In quel celebre titolo di Erich Maria Remarque c'è tutta l'assurda e tragica staticità della guerra di trincea. Eserciti che attendono. Attendono la prima mossa dell'altro, attendono che dalle retrovie arrivino novità talmente buone o talmente cattive da motivarli ad avanzare con decisione oppure a battere in ritirata, ma per lo meno a fare finalmente qualcosa dopo mesi e mesi passati dentro a fossati scavati nel terreno a pochi metri gli uni dagli altri, nemici tra loro. Niente di nuovo sul fronte occidentale è questo: la stagnazione macabra delle guerre di posizione. Combattute restando fermi.
Posizioni talmente alienanti per gli animi dei soldati che arrivavano a dimenticare talvolta il senso stesso del conflitto che stavano combattendo. Questo poteva avere effetti come le diserzioni o l'autoinflizione di ferite che potessero giustificare la necessità di un ricovero nelle retrovie, lontano dal fetore brutale della trincea. Questo poteva anche portare a inaspettati gesti di umanità e solidarietà, addirittura tra truppe nemiche. Era accaduto nei giorni attorno al Natale del 1914, da qualche parte in Belgio.
Per tutta la notte cantammo, ora essi ora noi, le più gaie canzoni, così avrebbe raccontato un soldato inglese la tregua di Natale tra il suo battaglione e quello tedesco appostato nella trincea sull'altro lato del fronte.

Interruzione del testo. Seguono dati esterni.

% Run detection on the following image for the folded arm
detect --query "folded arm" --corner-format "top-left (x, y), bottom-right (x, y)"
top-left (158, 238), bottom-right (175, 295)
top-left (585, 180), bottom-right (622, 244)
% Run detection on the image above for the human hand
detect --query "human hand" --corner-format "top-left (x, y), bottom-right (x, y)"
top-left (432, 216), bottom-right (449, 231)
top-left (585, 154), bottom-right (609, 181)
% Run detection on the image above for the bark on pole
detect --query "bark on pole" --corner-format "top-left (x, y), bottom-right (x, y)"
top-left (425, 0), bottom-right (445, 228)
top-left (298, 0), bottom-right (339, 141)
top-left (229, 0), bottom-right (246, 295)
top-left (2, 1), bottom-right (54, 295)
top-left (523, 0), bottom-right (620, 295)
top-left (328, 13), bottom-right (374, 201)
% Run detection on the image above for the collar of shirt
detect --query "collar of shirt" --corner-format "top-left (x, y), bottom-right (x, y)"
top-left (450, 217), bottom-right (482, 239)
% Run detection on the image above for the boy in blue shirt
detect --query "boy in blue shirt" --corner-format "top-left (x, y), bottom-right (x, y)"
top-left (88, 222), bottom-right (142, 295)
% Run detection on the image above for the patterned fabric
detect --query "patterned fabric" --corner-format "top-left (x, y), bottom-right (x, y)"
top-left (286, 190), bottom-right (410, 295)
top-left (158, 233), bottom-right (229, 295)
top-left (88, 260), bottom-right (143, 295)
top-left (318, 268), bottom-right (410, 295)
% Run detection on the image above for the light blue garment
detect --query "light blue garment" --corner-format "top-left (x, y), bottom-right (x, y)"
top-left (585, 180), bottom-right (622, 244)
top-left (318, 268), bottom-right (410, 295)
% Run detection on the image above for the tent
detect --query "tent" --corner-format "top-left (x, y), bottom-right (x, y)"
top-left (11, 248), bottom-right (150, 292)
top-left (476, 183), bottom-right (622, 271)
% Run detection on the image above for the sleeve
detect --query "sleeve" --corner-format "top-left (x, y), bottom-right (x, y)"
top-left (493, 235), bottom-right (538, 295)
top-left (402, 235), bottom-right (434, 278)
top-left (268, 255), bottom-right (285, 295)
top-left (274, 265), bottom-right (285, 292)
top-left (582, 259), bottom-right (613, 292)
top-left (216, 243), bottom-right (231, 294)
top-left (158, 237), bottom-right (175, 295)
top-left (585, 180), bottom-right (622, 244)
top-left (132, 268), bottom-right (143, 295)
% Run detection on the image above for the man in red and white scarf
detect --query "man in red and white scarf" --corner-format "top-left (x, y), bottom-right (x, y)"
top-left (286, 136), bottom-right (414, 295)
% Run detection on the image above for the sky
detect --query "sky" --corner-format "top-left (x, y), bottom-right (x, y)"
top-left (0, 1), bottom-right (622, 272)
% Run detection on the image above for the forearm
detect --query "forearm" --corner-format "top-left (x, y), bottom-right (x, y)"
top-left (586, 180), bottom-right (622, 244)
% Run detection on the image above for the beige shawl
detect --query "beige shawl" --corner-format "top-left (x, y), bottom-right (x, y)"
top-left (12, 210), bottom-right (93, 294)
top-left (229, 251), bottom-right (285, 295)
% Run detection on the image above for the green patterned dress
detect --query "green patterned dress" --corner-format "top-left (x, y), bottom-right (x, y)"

Spontaneamente e disobbedendo agli ordini dei loro comandi, avvicinandosi al 25 dicembre di quell'anno i soldati avevano iniziato a intonare canzoni di Natale e a lanciarsi messaggi d'auguri tra una sessione di mortaio e l'altra. Erano poi arrivate tregue temporanee per poter seppellire ognuno i propri caduti. Erano poi arrivati momenti di conoscenza e fretallanza e fotografie tutti assieme. Fino allo scambio di alcuni regali e a una incredibile partita di calcio che ha anche ispirato un film.
Poi il Natale era passato e la guerra aveva di nuovo costretto tutti a dimenticare sorrisi e abbracci. La posizione prima mantenuta, poi infranta, poi di nuovo ripresa.